It’s nearing the end of Week 3 at the legislature so pat your pockets and make sure your keys are secure. The ride is getting bumpier.
“No one in Logan would steal a car—maybe in St. George,” said Sen. Lyle Hillyard, who resides in Logan and ergo must not be an auto thief. He was just kidding around, of course. But seriously, Hillyard wanted to know, who’s on the hook for all the toll fines racked up by ripped off cars?
Meanwhile, you’re probably asking yourself: On which toll roads are these car thieves joyriding? It’s the ones that will be created after Senate Bill 71 passes—which will certainly be applied first to congested lanes that wind up the canyons.
From the Senate floor on Monday, Hillyard asked if the bill’s sponsor had considered carving out an exception for people who find themselves in the undesirable situation where your car is stolen and driven on a toll road, and then—as if things couldn’t get any worse—the original owner later has trouble re-registering that car because its license plate has been flagged for violating the toll. Anyone who’s had to go through that ordeal will attest that it’s pretty annoying.
Senate President Wayne Niederhauser responded that the Utah Department of Transportation has some enforcement leeway, and indicated it would work itself out. The bill would give UDOT the ability to impose an electronic toll through license identification. The bigger issue at play is that the gas tax no longer generates enough money to pay for road upkeep. In the coming years, Niederhauser noted, tolls might be the norm.
What else happened this week? Well, the anti-abortion bill seems as though it will survive through gestation. Of course, its most glaring flaw is that it’s unconstitutional, according to a legal analysis. That means when it’s finally delivered, it will likely be swaddled in a lawsuit and the taxpayers will be left awake and crying at night.
Rep. Raymond Ward proffered a substitute bill this week that would have provided services to about 250 individuals with Down syndrome who are languishing on a waiting list. The body voted, however, that Ward’s substitute bill was not germane to a bill that would outlaw women from getting an abortion if the reason was because the baby would likely be born with Down syndrome. Regardless, his point was clear. Why does lawmakers’ fervent defense of Utahns with disabilities wane after birth?

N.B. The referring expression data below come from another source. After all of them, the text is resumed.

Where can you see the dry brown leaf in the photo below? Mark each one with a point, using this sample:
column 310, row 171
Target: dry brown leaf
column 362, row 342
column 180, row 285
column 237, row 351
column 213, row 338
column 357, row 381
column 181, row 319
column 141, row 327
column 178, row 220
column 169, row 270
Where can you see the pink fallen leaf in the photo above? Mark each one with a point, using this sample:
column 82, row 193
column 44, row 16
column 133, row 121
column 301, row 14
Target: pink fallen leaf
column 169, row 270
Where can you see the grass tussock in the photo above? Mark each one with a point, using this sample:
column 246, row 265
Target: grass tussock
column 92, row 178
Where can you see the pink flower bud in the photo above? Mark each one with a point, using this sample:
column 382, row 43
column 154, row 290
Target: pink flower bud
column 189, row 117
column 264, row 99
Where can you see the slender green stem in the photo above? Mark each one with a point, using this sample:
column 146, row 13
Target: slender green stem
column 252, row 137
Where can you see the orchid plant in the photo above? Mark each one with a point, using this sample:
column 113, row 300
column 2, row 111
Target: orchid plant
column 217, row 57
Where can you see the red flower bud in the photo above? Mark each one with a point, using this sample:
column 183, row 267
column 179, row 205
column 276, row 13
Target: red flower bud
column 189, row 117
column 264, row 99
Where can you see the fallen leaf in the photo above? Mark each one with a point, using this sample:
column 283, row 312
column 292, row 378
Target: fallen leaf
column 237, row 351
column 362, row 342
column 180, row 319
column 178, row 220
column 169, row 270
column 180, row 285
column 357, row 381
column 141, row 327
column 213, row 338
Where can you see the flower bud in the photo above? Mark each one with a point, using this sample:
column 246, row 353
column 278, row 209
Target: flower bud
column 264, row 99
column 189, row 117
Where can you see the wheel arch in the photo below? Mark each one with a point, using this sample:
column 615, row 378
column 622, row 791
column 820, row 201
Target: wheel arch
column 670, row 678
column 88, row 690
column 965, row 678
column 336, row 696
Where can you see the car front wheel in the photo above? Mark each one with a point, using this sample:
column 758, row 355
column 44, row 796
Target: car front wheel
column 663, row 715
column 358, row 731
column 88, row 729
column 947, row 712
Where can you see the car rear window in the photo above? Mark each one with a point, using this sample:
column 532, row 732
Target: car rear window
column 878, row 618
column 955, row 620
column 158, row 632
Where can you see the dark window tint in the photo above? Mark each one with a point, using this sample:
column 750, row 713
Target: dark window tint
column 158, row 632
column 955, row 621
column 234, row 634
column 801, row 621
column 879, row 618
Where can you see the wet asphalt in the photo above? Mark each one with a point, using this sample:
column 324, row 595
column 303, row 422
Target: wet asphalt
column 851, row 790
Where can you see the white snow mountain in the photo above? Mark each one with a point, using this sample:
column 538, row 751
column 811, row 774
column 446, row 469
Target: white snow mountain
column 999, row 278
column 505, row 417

Party like it’s 2002! Both bodies of the Legislature voted on a resolution to allow an Olympic Exploratory Committee to continue pondering ways to get the Winter Olympics back to the Beehive, possibly in 2026 or 2030.
“I don’t think there is any venue better than the great State of Utah,” House Speaker Greg Hughes said. He might be right. Utah has winter game facilities, it has the Greatest Snow on Earth (*some winters), and it has helpful signs that prevent folks from confusing bars with restaurants.
The other bill that got a lot of press this week was one to undo protections for surrogate parents. It was tabled after a number of individuals, including Lt. Gov. Spencer Cox’s wife, spoke against it. The Salt Lake Tribune reports that Hillyard aimed to repeal the law he once supported after learning that it helped same-sex couples.
Odds and ends and odd endings
Finally, this week reminded us of the grueling work lawmakers do outside of the committees, caucuses and chambers. House and Senate leadership organized Monday morning to announce that Operation Rio Grande statistics would be available online for the public to monitor. Then, on Wednesday, several lawmakers attended a city meeting to arm wrestle Salt Lake City Council for control over a proposed inland port on Salt Lake City’s northwest quadrant. And Rep. Jon Stanard, a stalwart example of a traditional-values conservative who believes family and marriage are sacred so much that he’s backed legislation to prove it, abruptly quit the game. He was stretched so thin that he bowed out for “family reasons.” Nothing to see here!